Large language models can draft legal contracts, explain quantum mechanics, and write passable poetry in the style of Yeats. Ask one to count the number of r's in "strawberry" and watch it stumble. This is not a bug awaiting a patch. It is a window into how these systems fundamentally work—and why the gap between their apparent intelligence and their actual capabilities remains so persistently strange.

The counting problem emerges from tokenization, the process by which language models break text into digestible pieces before processing. When you type a word, the model does not see individual letters. It sees tokens—chunks that might be whole words, word fragments, or in some cases single characters, depending on frequency patterns in training data. The word "strawberry" might arrive as two or three tokens, none of which cleanly map to the letter boundaries a human would recognize. The model literally cannot see what you are asking it to count.

The compression trade-off

Tokenization exists for good reason. Processing text character-by-character would be computationally ruinous. By chunking common patterns—"ing," "tion," "the"—models achieve massive efficiency gains. A typical model uses a vocabulary of tens of thousands of tokens, allowing it to represent most English text with far fewer computational steps than a character-level approach would require. This compression is what makes real-time conversation possible. But compression loses information. The internal representation that allows a model to understand that "running" relates to "run" is the same representation that obscures how many n's the word contains.

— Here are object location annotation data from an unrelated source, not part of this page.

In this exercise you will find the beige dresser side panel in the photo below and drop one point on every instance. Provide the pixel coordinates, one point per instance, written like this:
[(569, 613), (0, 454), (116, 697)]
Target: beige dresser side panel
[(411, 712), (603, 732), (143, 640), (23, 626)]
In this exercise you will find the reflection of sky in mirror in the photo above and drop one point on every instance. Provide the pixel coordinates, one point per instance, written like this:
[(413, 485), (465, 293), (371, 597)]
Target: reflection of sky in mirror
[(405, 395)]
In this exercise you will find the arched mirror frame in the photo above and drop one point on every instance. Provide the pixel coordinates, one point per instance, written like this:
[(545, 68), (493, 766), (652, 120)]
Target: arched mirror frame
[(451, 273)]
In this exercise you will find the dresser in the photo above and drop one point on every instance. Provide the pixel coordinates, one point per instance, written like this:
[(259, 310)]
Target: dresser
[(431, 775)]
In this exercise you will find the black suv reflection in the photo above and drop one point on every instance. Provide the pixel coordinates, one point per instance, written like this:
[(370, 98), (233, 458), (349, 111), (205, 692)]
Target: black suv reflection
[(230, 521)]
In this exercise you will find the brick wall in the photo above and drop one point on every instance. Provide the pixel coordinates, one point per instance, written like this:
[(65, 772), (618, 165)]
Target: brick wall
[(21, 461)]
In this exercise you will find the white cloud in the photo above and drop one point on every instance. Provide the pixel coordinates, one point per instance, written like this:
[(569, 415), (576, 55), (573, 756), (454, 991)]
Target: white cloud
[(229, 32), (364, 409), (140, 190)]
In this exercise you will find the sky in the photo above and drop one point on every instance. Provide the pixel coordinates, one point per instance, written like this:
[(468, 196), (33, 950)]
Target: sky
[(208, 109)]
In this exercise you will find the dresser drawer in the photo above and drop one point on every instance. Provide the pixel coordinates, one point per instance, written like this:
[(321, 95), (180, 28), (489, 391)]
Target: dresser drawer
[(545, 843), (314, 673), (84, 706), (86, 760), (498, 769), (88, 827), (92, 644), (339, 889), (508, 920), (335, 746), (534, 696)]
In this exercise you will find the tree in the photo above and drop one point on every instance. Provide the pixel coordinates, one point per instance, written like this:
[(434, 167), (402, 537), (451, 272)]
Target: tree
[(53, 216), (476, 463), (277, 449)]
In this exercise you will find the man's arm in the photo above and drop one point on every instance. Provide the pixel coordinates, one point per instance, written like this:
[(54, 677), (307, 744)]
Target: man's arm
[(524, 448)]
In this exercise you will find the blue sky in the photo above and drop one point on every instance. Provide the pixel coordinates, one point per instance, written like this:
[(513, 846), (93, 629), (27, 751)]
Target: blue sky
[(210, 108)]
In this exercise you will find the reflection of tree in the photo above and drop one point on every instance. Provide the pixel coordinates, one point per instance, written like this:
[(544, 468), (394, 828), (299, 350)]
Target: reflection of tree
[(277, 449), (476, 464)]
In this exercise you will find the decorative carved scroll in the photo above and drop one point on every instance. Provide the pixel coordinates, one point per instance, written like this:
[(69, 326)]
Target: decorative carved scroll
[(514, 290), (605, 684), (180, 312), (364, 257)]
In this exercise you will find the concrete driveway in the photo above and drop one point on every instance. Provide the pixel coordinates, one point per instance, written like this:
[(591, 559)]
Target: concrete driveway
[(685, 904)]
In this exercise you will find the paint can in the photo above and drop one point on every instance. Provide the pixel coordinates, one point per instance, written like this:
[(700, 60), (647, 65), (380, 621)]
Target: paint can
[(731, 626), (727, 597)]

This trade-off ripples through surprising domains. Models struggle with anagrams, rhyme schemes, and precise syllable counts. They falter at tasks requiring exact character manipulation—generating text of precisely specified length, for instance, or reliably detecting typos. These are not failures of reasoning but failures of perception. The model is working with a lossy encoding of the text you provided.

Why this matters beyond party tricks

The counting limitation illustrates a broader principle: language models are not general-purpose reasoning engines operating on raw reality. They are pattern-completion systems operating on transformed representations of text. Their impressive capabilities emerge from those representations; their limitations are baked into the same foundation. When a model appears to "understand" a complex argument, it is recognizing and extending patterns in token sequences. When it fails at counting letters, it is revealing that those patterns do not preserve character-level information.

This has practical implications. Tasks requiring precise symbolic manipulation—certain mathematical operations, code debugging involving exact character positions, cryptographic applications—remain areas where language models require external tools or verification layers. The models can learn to call calculators or code interpreters, but they cannot internalize the counting itself. The architecture does not support it.

Our take

The strawberry test has become a minor internet meme, but it deserves more serious attention. It demonstrates that apparent intelligence and actual capability can diverge in counterintuitive ways. A system that can explain the French Revolution in nuanced detail cannot reliably tell you how many letters are in "revolution." This is not a contradiction—it is a feature of how statistical learning over compressed representations differs from the symbolic manipulation humans perform effortlessly. Understanding this distinction is essential for anyone hoping to deploy these systems wisely, and for anyone trying to predict which tasks will yield to AI pressure and which will resist it longer than expected.